その金融商品は本当に顧客本位のものなのか

 異色の官僚ともいわれる森信親長官の就任以降、金融庁は投資信託の販売手法や地銀の経営姿勢など、金融業界に対する指導を強化してきた。あまりの積極ぶりに一部からは統制経済の再来との声も聞かれる。

 官による介入は、市場メカニズムを歪めてしまう可能性があることから、できるだけ実施しない方がよいというのが一般的な理解である。だが、金融庁による今回の介入は、基本的にすべて正しく、市場に対してプラスの効果をもたらす可能性が高い。そして「正しい」がゆえに、長い目で見たときの影響もまた深刻なものとなるかもしれない。

ターゲットになったのは毎月分配型投信

 このところ、金融庁がもっとも厳しい目を向けているのが投資信託の運用・販売手法である。証券会社のリテール部門の多くは、個別株の売買で利益を上げることができなくなっており、経験の浅い個人投資家を対象とした投資信託の販売に力を入れている。

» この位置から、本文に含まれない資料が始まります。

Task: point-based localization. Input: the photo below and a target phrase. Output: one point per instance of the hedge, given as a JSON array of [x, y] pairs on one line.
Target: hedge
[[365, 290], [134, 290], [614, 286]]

銀行も窓販が解禁になって以降、積極的に投資信託を販売するようになってきた。手数料獲得について行員に厳しいノルマを化すところもあり、証券会社もビックリするほど積極的にハイリスクの商品を推奨している。

 だが金融リテラシーがそれほど高くない顧客にこうしたリスク商品を販売するのは容易なことではない。このため商品開発においては「経済的利益」よりも「心地よさ」を重視する傾向が強くなり、結果的に投資家の利益にならない商品が増えた。その代表的な例が毎月分配型の投資信託である。